When hackers hold data hostage

Multi-layered security can better defend against ransomware

It's extortion, and it can cripple the operations of local governments, schools or corporations.

The cyberattacks known as ransomware, in which hackers compromise a network or system and then threaten to damage or shut it down unless they are paid, have doubled in the past year, according to the StateScoop news group. Municipalities, both big and small, are particularly susceptible to such attacks; local IT departments may have limited resources and attackers are continually evolving their methods. In 2019, high-profile ransomware attacks hit Atlanta, Baltimore and 23 towns in Texas.

One response has been signature-based threat detection, in which defenders find a unique identifier within a known threat and use it to recognize it in the future. Many anti-virus programs use that process, cataloging known malware. They may catch certain attacks, but some of the more dangerous malware is morphing more rapidly than they can catalog it.

“Malware developers have become very proficient at finding ways to evade traditional signature based anti-virus solutions,” said Joe Richard, cyber resiliency lead for Raytheon Intelligence & Space, one of the four businesses that form Raytheon Technologies. “Keeping anti-virus software up to date is good cyber hygiene, but more comprehensive solutions are needed to keep critical information secure.”

A multi-layered, holistic strategy is more effective to defend against ransomware, rather than depending on a single tool.

For example, Raytheon Intelligence & Space has developed a technology called the REDPro platform, which uses a multi-layered, hardware- and software-based approach to protecting data and systems from malicious cyberattacks.

“You don’t want to put all your eggs in one basket when it comes to protecting your sensitive data,” said Torsten Staab, Raytheon Intelligence & Space REDPro chief engineer.

Ransomware uses encryption to lock up data on infected computers, then demands payment for its return. Many of these attacks get into systems through phishing emails that lure recipients into clicking a link or double-clicking an attachment disguised as a legitimate file.

“All it takes is one careless employee clicking on a ransomware-infested phishing email to start losing all your data in a matter of seconds,” Staab said.

Sometimes these attacks are highly targeted or in other cases, attackers cast their net wide to capture victims, Richard said.

“In some of these costly ransomware cases against a specific individual or organization, we’ve seen sophisticated social engineering and spearphishing tactics,” he said. “But sometimes, it’s simply through a mass e-mail laced with malware intended to prey off of people’s curiosity. And that’s dangerous because you can’t control what every single employee happens to click on.”

Prevention, not remediation, is the key, according to Staab. “You have to prepare and plan for this in advance,” he said.

It only takes seconds for ransomware to start encrypting gigabytes worth of data, Staab added. To fight it, REDPro combines RI&S’ cybersecurity technologies with tech from select industry partners such as the company Virsec. It offers a real-time monitoring tool to detect anomalies in a system’s behavior and stop an attack.

“We can detect and halt a ransomware attack before it can even start to encrypt any data,” Staab said.

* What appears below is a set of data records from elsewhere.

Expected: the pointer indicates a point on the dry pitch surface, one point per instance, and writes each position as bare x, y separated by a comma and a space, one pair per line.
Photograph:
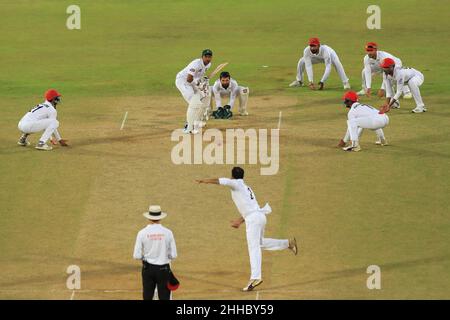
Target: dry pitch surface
83, 205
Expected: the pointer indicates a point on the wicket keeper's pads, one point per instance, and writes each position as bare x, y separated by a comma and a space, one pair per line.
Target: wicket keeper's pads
243, 99
193, 114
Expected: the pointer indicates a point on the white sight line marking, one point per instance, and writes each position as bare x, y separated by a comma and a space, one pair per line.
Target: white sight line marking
124, 119
279, 120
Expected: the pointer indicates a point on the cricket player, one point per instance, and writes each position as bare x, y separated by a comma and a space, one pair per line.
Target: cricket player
194, 87
227, 87
372, 62
362, 116
255, 222
42, 118
317, 53
402, 76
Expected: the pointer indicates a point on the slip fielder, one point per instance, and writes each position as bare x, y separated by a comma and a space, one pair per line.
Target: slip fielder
372, 62
362, 116
402, 76
42, 118
255, 222
319, 53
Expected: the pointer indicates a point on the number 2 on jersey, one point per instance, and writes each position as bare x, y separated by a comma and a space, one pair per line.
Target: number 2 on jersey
251, 193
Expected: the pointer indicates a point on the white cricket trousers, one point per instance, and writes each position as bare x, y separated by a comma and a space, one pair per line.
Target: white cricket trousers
334, 61
255, 224
185, 89
48, 125
375, 122
414, 83
363, 75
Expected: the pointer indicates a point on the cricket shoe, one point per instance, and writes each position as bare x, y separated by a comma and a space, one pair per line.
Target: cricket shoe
361, 92
293, 246
252, 285
407, 95
352, 148
419, 110
382, 142
23, 142
43, 146
296, 83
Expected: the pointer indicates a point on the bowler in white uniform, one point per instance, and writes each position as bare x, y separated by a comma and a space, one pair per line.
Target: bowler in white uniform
255, 221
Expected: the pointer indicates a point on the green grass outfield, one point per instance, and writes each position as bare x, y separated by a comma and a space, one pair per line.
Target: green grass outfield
385, 206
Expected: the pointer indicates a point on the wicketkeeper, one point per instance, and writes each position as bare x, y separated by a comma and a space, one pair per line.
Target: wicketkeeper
227, 87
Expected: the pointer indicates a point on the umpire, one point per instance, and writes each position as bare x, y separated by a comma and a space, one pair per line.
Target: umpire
155, 246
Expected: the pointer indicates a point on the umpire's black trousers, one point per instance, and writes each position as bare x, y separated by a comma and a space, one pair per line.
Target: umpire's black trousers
155, 276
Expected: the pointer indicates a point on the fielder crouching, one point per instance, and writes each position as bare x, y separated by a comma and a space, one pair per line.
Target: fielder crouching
42, 118
227, 87
362, 116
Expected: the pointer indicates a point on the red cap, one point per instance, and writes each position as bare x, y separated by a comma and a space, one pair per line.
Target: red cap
351, 95
314, 41
371, 46
51, 94
386, 63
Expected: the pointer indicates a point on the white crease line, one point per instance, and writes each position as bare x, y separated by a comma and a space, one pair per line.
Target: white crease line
124, 119
279, 120
140, 291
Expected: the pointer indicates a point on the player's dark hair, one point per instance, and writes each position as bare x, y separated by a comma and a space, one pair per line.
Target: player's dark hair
224, 74
237, 173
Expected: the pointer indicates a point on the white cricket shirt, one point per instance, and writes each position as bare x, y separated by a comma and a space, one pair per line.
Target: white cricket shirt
196, 68
242, 195
220, 91
359, 110
155, 244
324, 55
373, 65
41, 111
401, 76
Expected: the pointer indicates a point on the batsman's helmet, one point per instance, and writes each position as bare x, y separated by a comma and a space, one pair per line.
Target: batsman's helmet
207, 52
224, 74
51, 94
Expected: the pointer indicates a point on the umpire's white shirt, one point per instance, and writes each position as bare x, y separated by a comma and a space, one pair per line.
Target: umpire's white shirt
155, 244
242, 195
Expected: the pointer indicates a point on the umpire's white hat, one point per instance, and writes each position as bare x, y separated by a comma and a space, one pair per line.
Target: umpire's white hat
155, 213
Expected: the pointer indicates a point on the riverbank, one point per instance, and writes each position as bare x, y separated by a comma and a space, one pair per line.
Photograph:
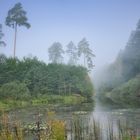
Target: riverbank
9, 104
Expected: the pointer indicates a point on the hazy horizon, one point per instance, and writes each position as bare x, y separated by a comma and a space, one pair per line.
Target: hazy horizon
107, 26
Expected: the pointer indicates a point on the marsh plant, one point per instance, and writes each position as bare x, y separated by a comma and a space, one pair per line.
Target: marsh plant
76, 128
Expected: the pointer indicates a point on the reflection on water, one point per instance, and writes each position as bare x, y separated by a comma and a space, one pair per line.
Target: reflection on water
83, 117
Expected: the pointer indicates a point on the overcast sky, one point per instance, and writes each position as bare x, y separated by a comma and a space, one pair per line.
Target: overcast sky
106, 24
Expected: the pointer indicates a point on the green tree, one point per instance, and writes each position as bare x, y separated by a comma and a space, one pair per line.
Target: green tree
56, 53
2, 43
72, 52
83, 49
16, 17
14, 90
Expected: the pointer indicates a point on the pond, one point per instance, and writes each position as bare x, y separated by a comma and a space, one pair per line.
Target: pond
108, 119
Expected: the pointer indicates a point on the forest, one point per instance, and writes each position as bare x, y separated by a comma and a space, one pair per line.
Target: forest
121, 79
29, 81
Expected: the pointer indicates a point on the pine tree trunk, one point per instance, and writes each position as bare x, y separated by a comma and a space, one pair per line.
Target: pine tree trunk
15, 39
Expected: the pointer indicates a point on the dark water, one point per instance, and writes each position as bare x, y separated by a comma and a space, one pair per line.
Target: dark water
129, 118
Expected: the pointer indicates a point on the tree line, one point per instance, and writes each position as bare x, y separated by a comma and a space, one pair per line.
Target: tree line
29, 77
16, 17
120, 81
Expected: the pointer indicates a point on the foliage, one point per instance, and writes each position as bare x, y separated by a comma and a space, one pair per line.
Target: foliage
16, 17
83, 49
55, 53
30, 77
116, 78
72, 52
2, 43
14, 90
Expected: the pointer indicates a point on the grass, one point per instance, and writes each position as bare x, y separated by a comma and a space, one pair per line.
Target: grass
78, 128
9, 104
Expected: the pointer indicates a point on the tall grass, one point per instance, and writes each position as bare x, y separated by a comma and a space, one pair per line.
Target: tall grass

REDPro runs Raytheon Intelligence & Space's Electronic Armor software, which measures and monitors an operating system’s boot and runtime environment. Electronic Armor is based on the Zero Trust principle, which assumes an attacker is already in a position to do damage. The software can prevent unauthorized access, copying, modification, reverse engineering or deletion of critical software, intellectual property or sensitive data.

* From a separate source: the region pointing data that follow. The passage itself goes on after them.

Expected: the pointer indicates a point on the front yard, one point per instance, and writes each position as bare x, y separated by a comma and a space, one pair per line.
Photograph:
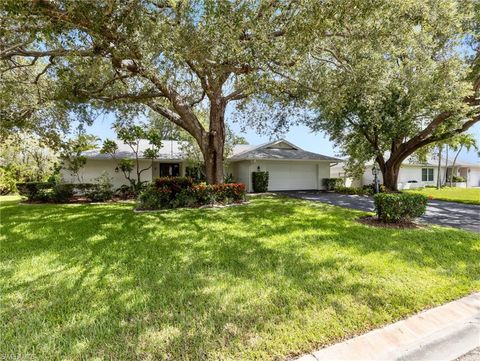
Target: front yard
460, 195
267, 280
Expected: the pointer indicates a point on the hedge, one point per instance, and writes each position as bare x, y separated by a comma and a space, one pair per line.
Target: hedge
331, 183
175, 192
49, 192
399, 207
260, 181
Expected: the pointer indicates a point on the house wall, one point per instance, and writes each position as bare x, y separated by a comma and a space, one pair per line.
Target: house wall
473, 177
94, 168
284, 175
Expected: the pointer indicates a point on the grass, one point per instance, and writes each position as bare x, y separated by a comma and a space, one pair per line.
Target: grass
453, 194
267, 280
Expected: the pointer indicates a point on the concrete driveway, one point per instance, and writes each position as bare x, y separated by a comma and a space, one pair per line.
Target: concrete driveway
447, 214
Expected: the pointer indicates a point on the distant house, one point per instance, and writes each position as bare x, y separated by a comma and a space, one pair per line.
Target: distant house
289, 166
414, 174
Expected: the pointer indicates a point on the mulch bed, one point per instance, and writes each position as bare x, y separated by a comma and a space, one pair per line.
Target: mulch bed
81, 200
375, 222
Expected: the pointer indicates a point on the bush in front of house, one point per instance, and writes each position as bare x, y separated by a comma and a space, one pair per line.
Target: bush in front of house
260, 182
361, 191
102, 189
331, 183
177, 192
458, 179
399, 207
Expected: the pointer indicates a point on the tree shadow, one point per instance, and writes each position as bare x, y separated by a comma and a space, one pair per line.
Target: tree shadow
196, 284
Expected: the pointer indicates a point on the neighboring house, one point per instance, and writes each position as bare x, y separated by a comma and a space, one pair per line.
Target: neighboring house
289, 166
414, 174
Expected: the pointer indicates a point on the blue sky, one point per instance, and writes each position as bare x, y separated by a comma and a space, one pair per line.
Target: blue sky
299, 135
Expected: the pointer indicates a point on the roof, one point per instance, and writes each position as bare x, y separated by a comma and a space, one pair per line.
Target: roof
170, 150
279, 149
431, 161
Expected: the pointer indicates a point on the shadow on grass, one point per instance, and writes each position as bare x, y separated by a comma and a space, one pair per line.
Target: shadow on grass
99, 280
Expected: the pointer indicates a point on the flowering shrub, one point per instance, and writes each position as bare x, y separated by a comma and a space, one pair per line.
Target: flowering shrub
174, 192
399, 207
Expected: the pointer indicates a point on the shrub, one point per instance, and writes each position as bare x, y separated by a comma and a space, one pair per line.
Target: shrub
354, 190
102, 190
231, 192
60, 193
34, 191
399, 207
125, 192
260, 182
154, 197
331, 183
458, 179
7, 182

“In some industries, they’re still running Windows XP, which Microsoft no longer supports,” Richard said. “Patching the OS is not an option, so there’s a critical need for solutions that can keep these systems operating in a secure state.  Electronic Armor can keep these systems secure by authenticating all data and applications before execution and isolating critical software and data from untrusted applications on the system.”

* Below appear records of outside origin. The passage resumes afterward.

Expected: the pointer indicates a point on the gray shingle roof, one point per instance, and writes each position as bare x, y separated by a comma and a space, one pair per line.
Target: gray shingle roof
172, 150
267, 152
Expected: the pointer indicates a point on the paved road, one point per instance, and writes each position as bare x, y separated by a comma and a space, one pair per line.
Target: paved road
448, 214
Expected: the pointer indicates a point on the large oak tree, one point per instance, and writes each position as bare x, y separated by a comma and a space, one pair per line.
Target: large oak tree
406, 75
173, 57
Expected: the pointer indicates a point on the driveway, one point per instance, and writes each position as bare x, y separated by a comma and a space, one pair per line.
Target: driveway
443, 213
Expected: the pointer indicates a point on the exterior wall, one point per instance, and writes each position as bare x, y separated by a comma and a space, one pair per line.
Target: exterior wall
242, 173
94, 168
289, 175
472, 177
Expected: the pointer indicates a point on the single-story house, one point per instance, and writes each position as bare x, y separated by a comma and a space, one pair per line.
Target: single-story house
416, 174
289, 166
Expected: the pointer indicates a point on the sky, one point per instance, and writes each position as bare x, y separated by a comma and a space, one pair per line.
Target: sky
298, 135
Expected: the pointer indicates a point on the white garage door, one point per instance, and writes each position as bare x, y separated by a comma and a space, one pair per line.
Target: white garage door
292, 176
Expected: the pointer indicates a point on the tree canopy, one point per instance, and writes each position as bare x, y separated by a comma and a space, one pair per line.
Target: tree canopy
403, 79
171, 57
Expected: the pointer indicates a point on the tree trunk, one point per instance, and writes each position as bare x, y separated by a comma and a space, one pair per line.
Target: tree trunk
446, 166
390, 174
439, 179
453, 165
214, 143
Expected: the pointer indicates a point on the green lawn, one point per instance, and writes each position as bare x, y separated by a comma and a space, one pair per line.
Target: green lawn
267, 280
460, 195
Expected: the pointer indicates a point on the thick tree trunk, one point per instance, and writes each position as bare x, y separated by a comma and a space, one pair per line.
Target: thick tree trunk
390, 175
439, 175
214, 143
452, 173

“Our mission is to make sure the organization stays running even while under attack,” Richard said.

The platform also incorporates user, process, and storage behavioral analytics, which detects and neutralizes suspicious and malicious user activities, system services, applications, and storage media access.

“If a user works in Human Resources in Virginia and is usually online from 9 to 5, then one day this user logs in from Eastern Europe at 3 a.m. and tries to download files from a Finance-shared drive, REDPro would flag it and intervene in real-time if required,” Staab said. “Every user, system, process, and application poses a potential cyber threat or vulnerability — regardless of their origin, current location or access privileges.”